Tarjetazo
- jueves 22 de junio de 2017 - 12:00 AM
Solo quien no lo ha vivido ignora lo que se siente, duele y golpea sin misericordia. Algunos son más fuertes de mente y le hacen frente sin que nadie se los note, pero a otros nos pega tan duro que tenemos que ayudarnos, contándoselo a los amigos o a los familiares para ir sacando poquito a poco la rabia y el dolor.
Quien está con el corazón comprometido no oye las alarmas que se encienden apenas la mujer de uno lo traiciona. A mí me sonaron muchas alarmas, pero ninguna escuché porque no estaba en mis pensamientos la idea de que Renata tuviera la osadía y honrara al máximo la ingratitud exponiéndome al decir de la gente con su amorío con Gustavo, con quien, luego de muchas lágrimas mías, se fue llevándose a mis hijos.
A todo hombre quemado, le duela o no le duela, le vieron cara de pendejo, pero en mi caso, me pasaron y me dejé pasar yo de pendejo, hasta chiquita se me queda esa palabra cuando hago memoria de cuándo y cómo empezaron a sonar las alarmas de mi desgracia.
Tras un largo y minucioso examen de lo que pasó recuerdo que una tarde bajé al minisúper del barrio a comprar dos tarjetas para celular, mandado que a menudo hacía por orden de mi mujer, quien me dictaba el pedido, pero no me daba dinero, el cual salía de mi bolsillo, porque ella siempre decía: ‘Marido que no tiene ni para comprarte la tarjeta no sirve'.
Tras oír mi pedido, noté que la cajera miró a la muchacha que siempre la acompañaba, y vi a ambas sonreírse misteriosamente. No volví a recordar el incidente hasta que vino el cataclismo de mi vida y supe lo que hubiera preferido no saber nunca, dicen que el que no sabe es como el que no ve.
También recuerdo haberle pedido a mi esposa que me pasara saldo, y ella, que siempre era de maneras suaves, me contestó casi rabiosa: ‘Yo tampoco tengo, tú no entiendes que tampoco tengo'. Esa vez me animé a reclamarle, porque acababa de llegar yo del minisúper, quizás unos diez minutos antes, de comprarle una tarjeta de la más alta denominación, por lo que no comprendía cómo estaba en cero.
La enfrenté, pero ella me desarmó con un argumento que me pareció contundente: ‘Esa tarjeta que trajiste se la mandé a mi mamá, tú sabes que ella está en problemas con mi padrastro y anda investigando quién es la otra'. Y siguió hablándome con la amabilidad que la caracterizaba, por lo que yo le creí, ignorante de la sabiduría de las palabras del francés Rosseau: ‘Generalmente, la traición se esconde bajo el velo uniforme y pérfido de la cortesía'.
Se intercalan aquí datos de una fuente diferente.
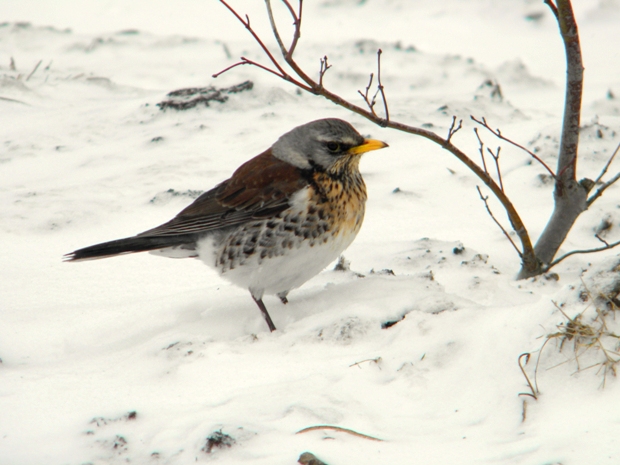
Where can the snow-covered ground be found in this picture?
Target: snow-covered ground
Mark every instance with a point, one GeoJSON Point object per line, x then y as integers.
{"type": "Point", "coordinates": [87, 156]}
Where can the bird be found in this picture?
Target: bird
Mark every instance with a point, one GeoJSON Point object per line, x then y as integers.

Ese incidente quedó en el olvido, pero como ningún infiel conoce la coartada perfecta, una tarde llegué más temprano que lo acostumbrado, y la encontré hablando por teléfono. Por pura travesura, me puse a escucharla sin que ella se diera cuenta.
El corazón se me encogió y así se quedó por mucho tiempo cuando la oí decirle a la otra persona: ‘Papito, estoy sola en la casa, deja que llegue ya tú sabes quién para mandarlo a comprarte la tarjeta, ten un poquito de paciencia, mi rey lindo, etc.'.
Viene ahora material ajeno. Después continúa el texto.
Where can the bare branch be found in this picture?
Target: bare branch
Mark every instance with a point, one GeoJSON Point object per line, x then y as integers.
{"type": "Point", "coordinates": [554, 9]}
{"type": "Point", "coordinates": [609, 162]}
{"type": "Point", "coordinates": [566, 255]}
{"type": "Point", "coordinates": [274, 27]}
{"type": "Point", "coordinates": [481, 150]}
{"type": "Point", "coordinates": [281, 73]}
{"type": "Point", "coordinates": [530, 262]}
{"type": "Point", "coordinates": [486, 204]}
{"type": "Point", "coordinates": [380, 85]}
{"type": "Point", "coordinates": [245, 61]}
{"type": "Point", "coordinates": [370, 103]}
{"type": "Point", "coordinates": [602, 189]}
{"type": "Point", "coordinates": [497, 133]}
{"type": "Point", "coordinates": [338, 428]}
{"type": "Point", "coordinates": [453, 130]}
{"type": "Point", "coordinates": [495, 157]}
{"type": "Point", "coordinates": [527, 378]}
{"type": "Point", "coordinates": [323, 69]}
El golpe me hizo soltar lo que traía en la mano y ella se percató de mi presencia. No titubeó, parece que la pasión da fuerzas y olvida las palabras caridad y misericordia. Sin temblor ni compasión me lanzó el proyectil: ‘Tengo otra relación y quiero irme con él'.
Las ocho palabras me dejaron mudo y, gracias al cielo, la violencia quedó rezagada por la magnitud del dolor frente a esa realidad. La boca se me llenó de un líquido amargo y me encerré en el baño, adonde estuve no sé cuántas horas. Hay muchos detalles de esa noche triste que ya no recuerdo, ahora vivo animado por lo que leí por ahí: ‘Olvida lo suficiente para perdonarlo y recuerda lo suficiente para que no se repita'.